Now, to the “bad stuff”. As I mentioned above, it was surprisingly hard to find a suitable HTTP library. First, there’s the seemingly outdated http package that doesn’t support TLS. For secure connections, it recommends using http-streams or the http-client package. The latter was my initial choice, but it was making even trivial operations, like setting a custom HTTP header, unreasonably hard. Thus, I ended up using the http-conduit package, a predecessor of http-client that had lost most of its high-level functionality during “refactoring”.

Haskell’s built-in strings are implemented as linked lists of characters, which makes them ill-suited for many real-world applications. Naturally, Haskell has means to alleviate this issue. The two I’m aware of are the bytestring and text packages which provide efficient implementations of byte strings and Unicode strings accordingly.

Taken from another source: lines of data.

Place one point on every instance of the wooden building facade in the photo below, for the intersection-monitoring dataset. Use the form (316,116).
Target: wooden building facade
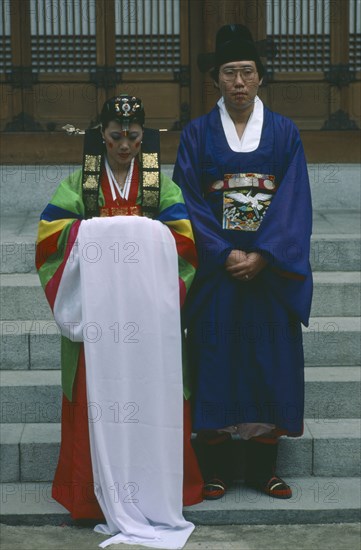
(60,59)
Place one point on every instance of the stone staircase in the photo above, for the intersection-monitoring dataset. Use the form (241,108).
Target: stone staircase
(323,467)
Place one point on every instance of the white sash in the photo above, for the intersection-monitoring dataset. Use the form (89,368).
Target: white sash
(130,323)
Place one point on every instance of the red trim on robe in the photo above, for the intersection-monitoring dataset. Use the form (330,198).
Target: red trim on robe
(46,248)
(185,247)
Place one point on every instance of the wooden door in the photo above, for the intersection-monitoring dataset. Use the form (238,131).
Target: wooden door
(63,58)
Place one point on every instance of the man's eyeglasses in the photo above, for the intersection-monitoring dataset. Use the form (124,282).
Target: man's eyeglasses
(229,75)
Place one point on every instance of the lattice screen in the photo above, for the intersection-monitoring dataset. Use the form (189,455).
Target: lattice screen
(5,50)
(147,35)
(63,35)
(301,32)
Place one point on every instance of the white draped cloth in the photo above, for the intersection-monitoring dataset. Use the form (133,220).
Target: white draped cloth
(122,279)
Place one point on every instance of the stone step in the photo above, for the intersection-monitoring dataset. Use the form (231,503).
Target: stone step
(335,294)
(335,243)
(34,185)
(35,396)
(315,500)
(329,447)
(328,341)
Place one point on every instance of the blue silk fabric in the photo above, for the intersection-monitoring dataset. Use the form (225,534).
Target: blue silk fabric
(245,338)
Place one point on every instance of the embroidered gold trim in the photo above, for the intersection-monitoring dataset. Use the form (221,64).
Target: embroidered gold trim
(119,211)
(92,163)
(92,202)
(150,160)
(151,179)
(90,182)
(150,198)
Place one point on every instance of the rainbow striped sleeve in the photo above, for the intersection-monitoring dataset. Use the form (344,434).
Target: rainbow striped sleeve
(57,230)
(173,213)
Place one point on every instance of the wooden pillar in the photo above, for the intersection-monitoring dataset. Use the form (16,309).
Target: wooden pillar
(22,96)
(340,75)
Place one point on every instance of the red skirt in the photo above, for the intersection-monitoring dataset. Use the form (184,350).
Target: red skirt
(73,485)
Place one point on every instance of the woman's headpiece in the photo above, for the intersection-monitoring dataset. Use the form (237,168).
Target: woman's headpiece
(123,108)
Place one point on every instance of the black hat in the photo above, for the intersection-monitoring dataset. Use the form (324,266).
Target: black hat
(234,43)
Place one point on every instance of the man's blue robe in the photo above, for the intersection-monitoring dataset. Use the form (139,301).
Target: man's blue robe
(245,338)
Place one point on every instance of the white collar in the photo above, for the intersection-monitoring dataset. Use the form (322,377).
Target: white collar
(252,132)
(114,186)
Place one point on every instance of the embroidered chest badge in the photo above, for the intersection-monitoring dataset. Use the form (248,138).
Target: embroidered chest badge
(246,198)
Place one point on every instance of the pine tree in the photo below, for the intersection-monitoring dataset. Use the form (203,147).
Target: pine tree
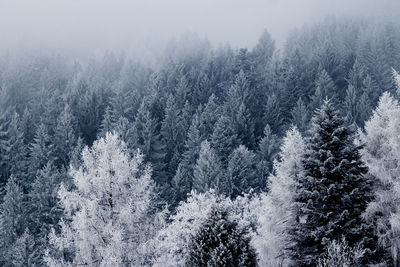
(273,114)
(12,219)
(324,88)
(381,154)
(44,209)
(207,171)
(242,172)
(268,147)
(107,124)
(274,223)
(209,117)
(220,241)
(64,137)
(183,179)
(146,137)
(334,191)
(17,151)
(351,106)
(172,135)
(108,211)
(23,251)
(41,151)
(300,116)
(224,138)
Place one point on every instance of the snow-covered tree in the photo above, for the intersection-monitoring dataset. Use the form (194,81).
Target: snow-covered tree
(220,241)
(64,137)
(242,172)
(12,219)
(207,172)
(272,236)
(381,142)
(333,192)
(108,214)
(171,244)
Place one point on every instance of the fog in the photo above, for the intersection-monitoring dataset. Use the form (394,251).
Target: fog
(88,26)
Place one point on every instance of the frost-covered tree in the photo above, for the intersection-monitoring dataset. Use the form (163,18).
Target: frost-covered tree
(23,251)
(220,241)
(267,149)
(242,172)
(12,220)
(224,138)
(381,153)
(300,116)
(184,177)
(272,238)
(64,137)
(108,212)
(339,253)
(41,151)
(107,123)
(207,172)
(171,244)
(44,211)
(333,192)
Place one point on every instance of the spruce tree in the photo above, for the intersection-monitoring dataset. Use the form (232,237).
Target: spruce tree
(242,172)
(41,151)
(64,137)
(183,179)
(107,124)
(224,138)
(300,116)
(12,219)
(207,171)
(268,147)
(220,241)
(334,191)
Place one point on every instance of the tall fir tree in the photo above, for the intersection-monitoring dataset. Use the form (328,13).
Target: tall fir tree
(224,138)
(242,172)
(64,138)
(220,241)
(183,179)
(207,172)
(334,191)
(12,220)
(268,148)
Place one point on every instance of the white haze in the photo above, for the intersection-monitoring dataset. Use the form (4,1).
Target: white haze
(88,26)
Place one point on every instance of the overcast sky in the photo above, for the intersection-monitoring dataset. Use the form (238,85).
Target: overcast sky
(89,25)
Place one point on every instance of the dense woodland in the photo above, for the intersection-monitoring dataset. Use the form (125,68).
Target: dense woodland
(209,156)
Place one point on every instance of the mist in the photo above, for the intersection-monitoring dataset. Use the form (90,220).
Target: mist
(90,26)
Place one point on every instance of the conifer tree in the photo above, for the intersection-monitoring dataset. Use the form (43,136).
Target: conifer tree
(17,150)
(12,219)
(334,191)
(300,116)
(107,124)
(108,211)
(209,117)
(183,179)
(23,251)
(207,172)
(44,209)
(324,88)
(220,241)
(242,172)
(273,237)
(381,153)
(64,137)
(224,138)
(41,151)
(268,147)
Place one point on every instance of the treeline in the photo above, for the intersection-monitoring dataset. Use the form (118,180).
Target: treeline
(205,120)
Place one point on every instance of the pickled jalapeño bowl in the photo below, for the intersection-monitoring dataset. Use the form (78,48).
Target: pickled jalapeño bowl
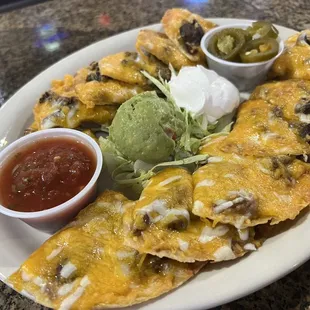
(245,76)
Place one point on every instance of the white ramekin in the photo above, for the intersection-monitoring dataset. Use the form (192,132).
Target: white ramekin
(53,219)
(244,76)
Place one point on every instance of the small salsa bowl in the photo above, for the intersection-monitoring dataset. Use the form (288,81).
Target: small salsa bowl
(245,76)
(53,219)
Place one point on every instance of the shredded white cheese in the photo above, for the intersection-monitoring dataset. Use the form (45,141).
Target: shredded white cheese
(243,234)
(209,233)
(71,299)
(224,253)
(67,270)
(205,182)
(170,180)
(65,289)
(214,159)
(54,253)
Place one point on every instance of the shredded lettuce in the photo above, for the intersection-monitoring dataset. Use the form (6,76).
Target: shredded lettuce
(125,172)
(197,131)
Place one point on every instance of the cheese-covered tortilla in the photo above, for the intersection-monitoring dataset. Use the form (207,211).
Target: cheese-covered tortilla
(293,63)
(290,98)
(260,131)
(246,191)
(186,30)
(87,266)
(53,111)
(156,47)
(161,223)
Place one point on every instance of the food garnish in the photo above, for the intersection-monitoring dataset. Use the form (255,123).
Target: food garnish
(255,44)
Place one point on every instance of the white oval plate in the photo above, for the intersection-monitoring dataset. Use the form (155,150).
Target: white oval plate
(217,284)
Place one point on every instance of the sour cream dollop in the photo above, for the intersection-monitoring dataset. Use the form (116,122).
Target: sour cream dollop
(204,93)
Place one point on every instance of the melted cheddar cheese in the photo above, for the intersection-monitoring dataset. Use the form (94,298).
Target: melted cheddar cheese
(152,44)
(161,223)
(260,132)
(87,266)
(172,22)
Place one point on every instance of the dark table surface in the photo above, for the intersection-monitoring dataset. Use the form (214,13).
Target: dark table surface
(33,38)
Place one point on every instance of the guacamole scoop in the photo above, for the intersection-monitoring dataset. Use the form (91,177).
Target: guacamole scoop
(147,127)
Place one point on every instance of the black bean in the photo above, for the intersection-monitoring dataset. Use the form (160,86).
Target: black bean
(45,97)
(179,224)
(191,34)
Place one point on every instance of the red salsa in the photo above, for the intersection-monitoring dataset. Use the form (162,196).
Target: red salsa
(45,174)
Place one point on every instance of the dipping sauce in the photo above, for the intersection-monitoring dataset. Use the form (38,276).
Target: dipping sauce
(45,174)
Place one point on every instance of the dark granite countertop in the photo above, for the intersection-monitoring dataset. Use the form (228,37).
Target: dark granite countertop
(73,24)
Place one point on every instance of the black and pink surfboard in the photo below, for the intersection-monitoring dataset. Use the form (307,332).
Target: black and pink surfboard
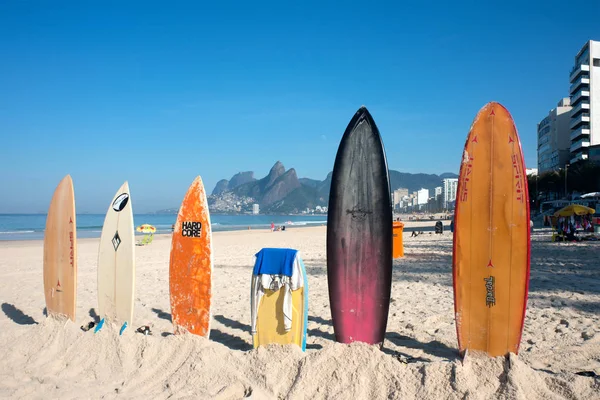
(359,235)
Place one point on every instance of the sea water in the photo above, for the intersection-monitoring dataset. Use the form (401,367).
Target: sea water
(31,226)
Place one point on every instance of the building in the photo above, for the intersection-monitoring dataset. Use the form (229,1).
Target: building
(398,195)
(531,171)
(585,100)
(450,185)
(422,196)
(554,138)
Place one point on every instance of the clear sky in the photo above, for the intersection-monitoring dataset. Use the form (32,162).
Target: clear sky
(158,92)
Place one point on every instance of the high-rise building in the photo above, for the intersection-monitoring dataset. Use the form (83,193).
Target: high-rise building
(554,138)
(398,195)
(585,100)
(450,185)
(422,196)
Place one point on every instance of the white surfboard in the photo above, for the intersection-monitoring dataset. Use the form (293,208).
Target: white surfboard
(116,261)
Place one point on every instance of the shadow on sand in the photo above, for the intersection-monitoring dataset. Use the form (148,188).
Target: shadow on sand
(17,315)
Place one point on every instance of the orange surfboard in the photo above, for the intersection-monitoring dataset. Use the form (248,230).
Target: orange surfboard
(191,264)
(491,239)
(60,252)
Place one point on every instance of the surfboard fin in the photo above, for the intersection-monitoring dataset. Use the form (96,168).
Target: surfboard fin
(87,327)
(123,328)
(99,326)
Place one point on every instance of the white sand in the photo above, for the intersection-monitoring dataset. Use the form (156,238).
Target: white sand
(46,358)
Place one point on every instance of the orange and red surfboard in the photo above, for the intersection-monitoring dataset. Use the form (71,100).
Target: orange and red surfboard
(191,264)
(492,239)
(60,252)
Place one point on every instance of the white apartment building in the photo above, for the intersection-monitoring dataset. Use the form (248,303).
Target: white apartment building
(585,100)
(450,185)
(422,196)
(554,138)
(398,195)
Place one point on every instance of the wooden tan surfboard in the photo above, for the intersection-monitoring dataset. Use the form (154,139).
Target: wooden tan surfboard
(116,261)
(60,252)
(191,264)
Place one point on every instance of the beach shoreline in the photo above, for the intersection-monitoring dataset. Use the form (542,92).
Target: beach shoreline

Both Aeson and http-conduit use byte strings internally, so I had to adapt. As one would expect, having more than one type of strings in your code raises entropy quickly. The OverloadedStrings language extension (makes the string literal polymorphic) helps some but doesn’t resolve the annoyance of having to pack/unpack various string types entirely.

I’ve been an occasional Haskell programmer for about a year now, but I still often struggle with operator precedence. There are moments when I just helplessly stare at a type error resulting from the operators applied in unforeseen order. I guess, it will get better with experience, but at this point, I feel compelled to wrap every operation in comforting parentheses just to escape the frustration.

Another issue is verbosity. 187 lines of code isn’t a lot, but at least half of it is spent declaring various data types used by the program. Yes, once all types are declared, Haskell code is very terse and expressive. Still, even if this initial time investment will pay off on larger projects, it’s something I can’t ignore.

I’m not giving up on Haskell just yet, and I might write more about my experiences with it in the future. I cherish the mathematical precision of Haskell programs but struggle with the day-to-day practicalities of the platform. Many of my frustrations can be attributed to my personal lack of experience, and many others might be addressed by evolutionary improvements. Though, neither of them diminish Haskell’s uniqueness.